John Paul II is carrying his crozier. His pose captures a slight wind blowing his cassock with his hand outstretched reflecting his dynamic personality.
Because both saints are well-known and familiar figures, creating the statues was a challenge. For the other statues of saints from previous centuries, no one knows what they looked like, so they are idealized images, Father Vincent said.
Clay models were made of each statue prior to beginning the work in Carrara marble. The sculptor, Norbert Koehn, had carved the baptismal font and tabernacle tower, pedestal and tabernacle in the Blessed Sacrament Chapel, during the 1996 Basilica renovation, so he was familiar with the other statues.
Koehn, who was born in Germany and studied at Oberammergau, had also completed the pedestals on which the four original statues stand, in addition to the new ones. The four original statues had previously been incorporated into the side altars that were once in place in the monastic choir area.
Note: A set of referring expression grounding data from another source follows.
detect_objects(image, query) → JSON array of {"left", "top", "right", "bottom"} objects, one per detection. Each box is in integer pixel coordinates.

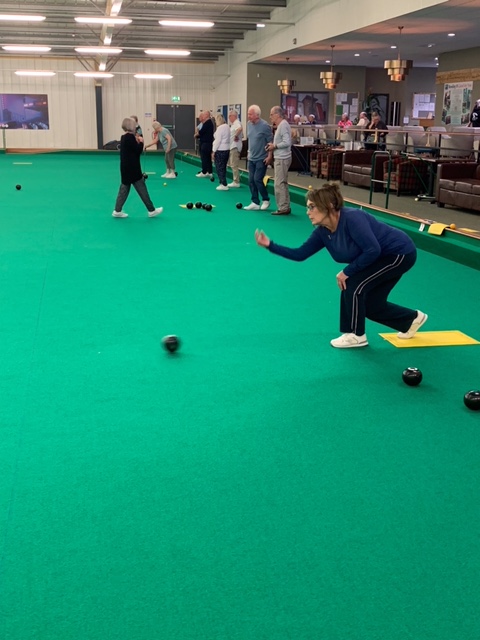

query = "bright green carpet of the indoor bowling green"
[{"left": 0, "top": 152, "right": 480, "bottom": 640}]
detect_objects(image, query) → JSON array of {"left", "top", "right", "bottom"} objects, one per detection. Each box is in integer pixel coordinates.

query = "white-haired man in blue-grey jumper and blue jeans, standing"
[{"left": 244, "top": 104, "right": 273, "bottom": 211}]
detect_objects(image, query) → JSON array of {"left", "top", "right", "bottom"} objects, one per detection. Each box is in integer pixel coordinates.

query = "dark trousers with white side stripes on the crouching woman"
[{"left": 340, "top": 252, "right": 417, "bottom": 336}]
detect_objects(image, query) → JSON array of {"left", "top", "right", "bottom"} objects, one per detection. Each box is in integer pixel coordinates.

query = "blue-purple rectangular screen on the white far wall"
[{"left": 0, "top": 93, "right": 50, "bottom": 131}]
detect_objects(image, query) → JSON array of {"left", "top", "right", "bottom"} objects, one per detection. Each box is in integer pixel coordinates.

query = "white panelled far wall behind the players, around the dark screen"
[{"left": 0, "top": 56, "right": 216, "bottom": 149}]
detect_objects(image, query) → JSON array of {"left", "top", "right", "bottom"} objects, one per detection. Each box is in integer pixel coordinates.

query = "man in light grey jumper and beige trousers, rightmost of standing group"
[{"left": 267, "top": 106, "right": 292, "bottom": 216}]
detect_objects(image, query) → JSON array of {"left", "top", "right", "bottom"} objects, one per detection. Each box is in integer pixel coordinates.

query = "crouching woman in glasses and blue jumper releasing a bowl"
[{"left": 255, "top": 183, "right": 428, "bottom": 349}]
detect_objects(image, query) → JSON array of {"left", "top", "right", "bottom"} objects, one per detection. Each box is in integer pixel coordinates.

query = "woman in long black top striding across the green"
[{"left": 112, "top": 118, "right": 163, "bottom": 218}]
Koehn carved both statues at his studio in Cleveland, but final work was done in the Basilica. “There was concern that no matter how carefully the statues were crated, that some of the delicate areas, such as hands, could be damaged in transport and installation,” Father Vincent said. “So the sculptor chose to do the final carving in the Basilica, so the delicate areas would have more stability as they were being moved.”
A video on the making and installation of the statues, done by Brother Placid Sellers, O.S.B., a monk of the Archabbey, is available here.
Cardinal Donald Wuerl was elevated to the College of Cardinals in 2010 by Pope Benedict XVI, and has been a long-time friend of Saint Vincent. For over two decades Cardinal Wuerl served on the Board of Regents of Saint Vincent Seminary and has been a frequent visitor to the college and seminary campuses to participate in various academic and cultural programs. He cherishes the high privilege of two honorary degrees from the college, one in Humane Letters in 1992, and the second in Theology in 2013. In 2002, he received the Presidential Medal.
Cardinal Wuerl’s close ties to the Saint Vincent community were reinforced when he served as Executive Secretary to the United States Papal Seminary Study established by Pope John Paul II.
Cardinal Wuerl, a former Bishop of the Diocese of Pittsburgh, is well-known for his teaching ministry and, in spite of an active pastoral ministry in his archdiocese, is the author of numerous articles and over a dozen books, including the best-selling catechisms, The Teaching of Christ and The Catholic Way. His most recent books include The Light Is On For You (2014), To the Martyrs: A Reflection on the Supreme Christian Witness (2015), and Ways to Pray: Growing Closer to God (2015), and The Marriage God Wants for You (2016). He is also the author of the Gift of Saint John Paul II: A Celebration of his Enduring Legacy (2011).